Lancement de la campagne nationale de lutte contre les envenimations scorpioniques et les morsures de serpents

à 20:15

Une campagne nationale de lutte contre les piqûres et envenimations scorpioniques (PES) ainsi que les morsures de serpents a été lancée lundi à Rabat, avec comme objectif de sensibiliser la population à ces risques redoutés notamment en période estivale.

Lancée par le ministre de la Santé, Anass Doukkali, la campagne s'assigne aussi pour objectifs de consolider les axes de la stratégie nationale de lutte contre les envenimations et de renforcer les réalisations de la stratégie au niveau régional. Mise en œuvre par le ministère de la Santé, cette stratégie s'articule autour de quatre axes stratégiques, en l'occurrence des actions centrées sur les facteurs de risques et l'environnement, le comportement de la population et des professionnels de la santé, sur l’amélioration de la prise en charge des malades et l’implication multisectorielle, en plus du rôle de la commission nationale de lutte contre les envenimations créée en 2013.
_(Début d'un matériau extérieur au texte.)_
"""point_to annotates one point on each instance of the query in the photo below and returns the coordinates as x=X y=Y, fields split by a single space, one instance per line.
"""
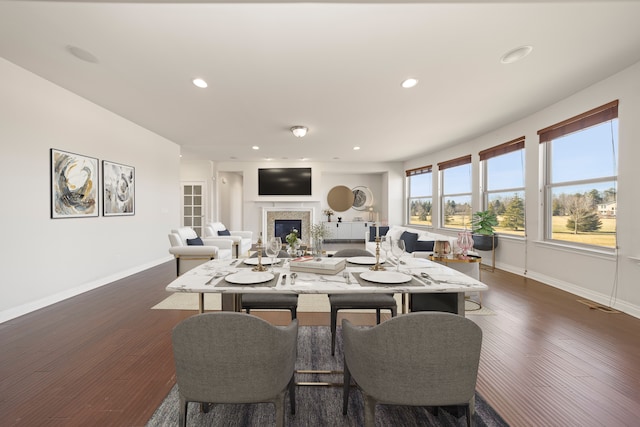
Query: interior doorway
x=193 y=203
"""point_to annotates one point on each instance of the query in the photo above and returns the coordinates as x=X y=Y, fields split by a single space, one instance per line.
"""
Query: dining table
x=423 y=284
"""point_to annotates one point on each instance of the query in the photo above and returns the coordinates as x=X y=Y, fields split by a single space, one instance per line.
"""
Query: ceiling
x=335 y=67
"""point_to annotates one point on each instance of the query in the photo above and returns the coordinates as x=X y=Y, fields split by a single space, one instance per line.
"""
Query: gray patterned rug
x=318 y=405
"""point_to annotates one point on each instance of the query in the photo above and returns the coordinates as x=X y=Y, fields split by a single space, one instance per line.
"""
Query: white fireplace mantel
x=270 y=214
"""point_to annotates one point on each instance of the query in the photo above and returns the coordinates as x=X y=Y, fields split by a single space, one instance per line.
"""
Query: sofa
x=419 y=244
x=191 y=250
x=242 y=240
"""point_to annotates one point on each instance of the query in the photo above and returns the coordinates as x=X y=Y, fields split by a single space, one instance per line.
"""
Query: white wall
x=45 y=260
x=324 y=177
x=608 y=279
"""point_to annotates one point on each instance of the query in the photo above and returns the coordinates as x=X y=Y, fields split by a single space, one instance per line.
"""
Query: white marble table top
x=209 y=277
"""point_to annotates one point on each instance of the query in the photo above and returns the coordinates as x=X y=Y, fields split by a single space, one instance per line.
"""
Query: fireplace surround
x=270 y=215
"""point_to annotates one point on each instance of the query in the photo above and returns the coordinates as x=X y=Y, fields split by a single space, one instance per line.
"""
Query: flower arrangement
x=292 y=238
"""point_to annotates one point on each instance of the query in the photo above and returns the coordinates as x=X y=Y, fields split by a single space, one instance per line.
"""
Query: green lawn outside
x=606 y=236
x=603 y=237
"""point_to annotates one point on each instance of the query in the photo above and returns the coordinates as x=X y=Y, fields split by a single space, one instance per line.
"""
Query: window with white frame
x=581 y=173
x=455 y=193
x=503 y=185
x=420 y=201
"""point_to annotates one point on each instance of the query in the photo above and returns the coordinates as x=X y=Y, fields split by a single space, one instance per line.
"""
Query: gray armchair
x=358 y=301
x=418 y=359
x=228 y=357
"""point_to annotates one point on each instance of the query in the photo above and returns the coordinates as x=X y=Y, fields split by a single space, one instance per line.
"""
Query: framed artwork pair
x=75 y=186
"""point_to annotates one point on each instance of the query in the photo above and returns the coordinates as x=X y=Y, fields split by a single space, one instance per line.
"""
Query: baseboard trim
x=21 y=310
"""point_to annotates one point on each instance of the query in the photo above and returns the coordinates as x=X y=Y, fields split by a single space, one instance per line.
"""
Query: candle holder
x=259 y=267
x=377 y=266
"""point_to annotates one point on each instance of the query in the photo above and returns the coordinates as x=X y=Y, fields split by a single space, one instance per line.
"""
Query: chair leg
x=369 y=411
x=183 y=412
x=346 y=386
x=280 y=417
x=334 y=321
x=292 y=394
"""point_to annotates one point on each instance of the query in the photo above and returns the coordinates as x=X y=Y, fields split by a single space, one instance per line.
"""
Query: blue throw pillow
x=424 y=246
x=372 y=232
x=410 y=240
x=195 y=242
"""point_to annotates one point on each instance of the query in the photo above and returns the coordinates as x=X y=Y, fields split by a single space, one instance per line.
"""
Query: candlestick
x=377 y=266
x=259 y=267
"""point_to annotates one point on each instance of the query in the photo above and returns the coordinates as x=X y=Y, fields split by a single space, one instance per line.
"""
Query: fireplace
x=291 y=217
x=284 y=226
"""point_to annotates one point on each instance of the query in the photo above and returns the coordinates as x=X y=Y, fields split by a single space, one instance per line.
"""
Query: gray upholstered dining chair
x=228 y=357
x=271 y=301
x=357 y=301
x=417 y=359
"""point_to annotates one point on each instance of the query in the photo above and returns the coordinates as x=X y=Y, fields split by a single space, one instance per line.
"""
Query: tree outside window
x=420 y=201
x=503 y=184
x=581 y=178
x=455 y=177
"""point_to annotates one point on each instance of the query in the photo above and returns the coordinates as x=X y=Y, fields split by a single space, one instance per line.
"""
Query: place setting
x=249 y=278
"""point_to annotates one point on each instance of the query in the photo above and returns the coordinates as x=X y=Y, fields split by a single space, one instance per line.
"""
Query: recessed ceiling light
x=200 y=83
x=409 y=83
x=515 y=55
x=299 y=131
x=82 y=54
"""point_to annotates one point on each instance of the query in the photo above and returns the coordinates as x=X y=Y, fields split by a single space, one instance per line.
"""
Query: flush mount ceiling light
x=409 y=83
x=200 y=83
x=82 y=54
x=299 y=131
x=515 y=55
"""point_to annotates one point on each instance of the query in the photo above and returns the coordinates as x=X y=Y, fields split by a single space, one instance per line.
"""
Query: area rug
x=307 y=303
x=320 y=405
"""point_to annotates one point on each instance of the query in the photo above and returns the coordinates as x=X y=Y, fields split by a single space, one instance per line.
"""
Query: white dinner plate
x=249 y=277
x=254 y=261
x=364 y=260
x=385 y=277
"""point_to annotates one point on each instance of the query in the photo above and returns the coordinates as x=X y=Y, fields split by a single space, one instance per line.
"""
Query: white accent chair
x=189 y=256
x=242 y=240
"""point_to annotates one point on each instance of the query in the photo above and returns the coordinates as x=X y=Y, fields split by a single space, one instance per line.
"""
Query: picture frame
x=118 y=189
x=74 y=185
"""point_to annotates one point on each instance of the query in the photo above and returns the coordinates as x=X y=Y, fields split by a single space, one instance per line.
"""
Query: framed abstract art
x=118 y=183
x=74 y=185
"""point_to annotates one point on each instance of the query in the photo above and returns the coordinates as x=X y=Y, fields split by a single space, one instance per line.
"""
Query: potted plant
x=318 y=233
x=483 y=233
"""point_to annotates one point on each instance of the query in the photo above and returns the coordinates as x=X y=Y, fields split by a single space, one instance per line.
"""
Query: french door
x=193 y=203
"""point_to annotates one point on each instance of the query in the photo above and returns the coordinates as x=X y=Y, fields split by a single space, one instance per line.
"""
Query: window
x=581 y=169
x=455 y=202
x=503 y=185
x=420 y=195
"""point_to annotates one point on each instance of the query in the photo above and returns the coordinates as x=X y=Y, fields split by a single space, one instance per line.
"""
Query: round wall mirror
x=362 y=198
x=340 y=198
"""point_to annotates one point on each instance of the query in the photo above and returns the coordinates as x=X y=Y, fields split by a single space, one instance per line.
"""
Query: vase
x=317 y=247
x=465 y=242
x=293 y=249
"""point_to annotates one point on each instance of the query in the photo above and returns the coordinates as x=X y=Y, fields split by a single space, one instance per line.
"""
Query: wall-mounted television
x=284 y=182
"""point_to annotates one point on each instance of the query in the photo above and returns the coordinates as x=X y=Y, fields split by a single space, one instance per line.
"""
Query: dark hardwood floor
x=104 y=358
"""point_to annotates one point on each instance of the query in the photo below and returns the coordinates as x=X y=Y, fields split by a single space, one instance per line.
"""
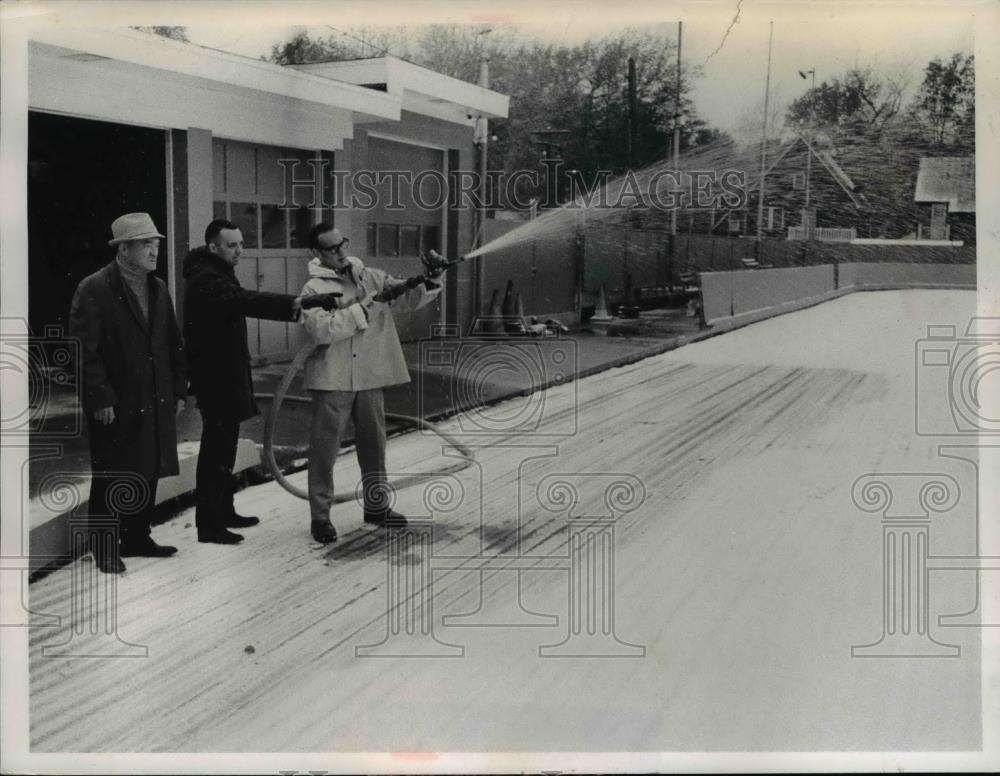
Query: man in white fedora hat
x=133 y=383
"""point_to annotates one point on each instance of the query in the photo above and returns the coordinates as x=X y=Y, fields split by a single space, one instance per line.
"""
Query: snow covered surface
x=738 y=586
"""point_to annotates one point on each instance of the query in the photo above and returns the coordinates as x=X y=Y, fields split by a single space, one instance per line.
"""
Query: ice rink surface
x=738 y=575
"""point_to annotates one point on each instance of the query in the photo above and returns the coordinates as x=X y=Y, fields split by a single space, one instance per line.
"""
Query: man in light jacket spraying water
x=358 y=355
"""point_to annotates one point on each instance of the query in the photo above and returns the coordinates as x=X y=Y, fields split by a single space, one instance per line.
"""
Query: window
x=406 y=240
x=244 y=215
x=272 y=227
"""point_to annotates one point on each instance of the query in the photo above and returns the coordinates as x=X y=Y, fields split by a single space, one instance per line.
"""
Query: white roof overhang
x=134 y=77
x=421 y=90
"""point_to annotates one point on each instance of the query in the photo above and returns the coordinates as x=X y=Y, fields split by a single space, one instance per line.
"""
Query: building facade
x=121 y=120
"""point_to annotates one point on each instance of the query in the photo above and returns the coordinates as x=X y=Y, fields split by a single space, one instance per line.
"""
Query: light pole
x=812 y=128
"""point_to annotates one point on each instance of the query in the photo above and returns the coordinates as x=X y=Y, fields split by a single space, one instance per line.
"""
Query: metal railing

S'exprimant devant la presse, Doukkali a précisé qu'environ 30.000 cas de piqûres et d'envenimations scorpioniques et 350 victimes de morsures de serpents sont recensés chaque année dans le Royaume par le Centre national antipoison et de pharmacovigilance. La stratégie nationale de lutte contre les envenimations, a-t-il dit, a permis de réduire nettement la létalité liée aux PES de 2,37% en 1999 à 0,18% en 2018 ainsi que la létalité par morsures de serpents de 8,9% en 2011 à 1,7% en 2018.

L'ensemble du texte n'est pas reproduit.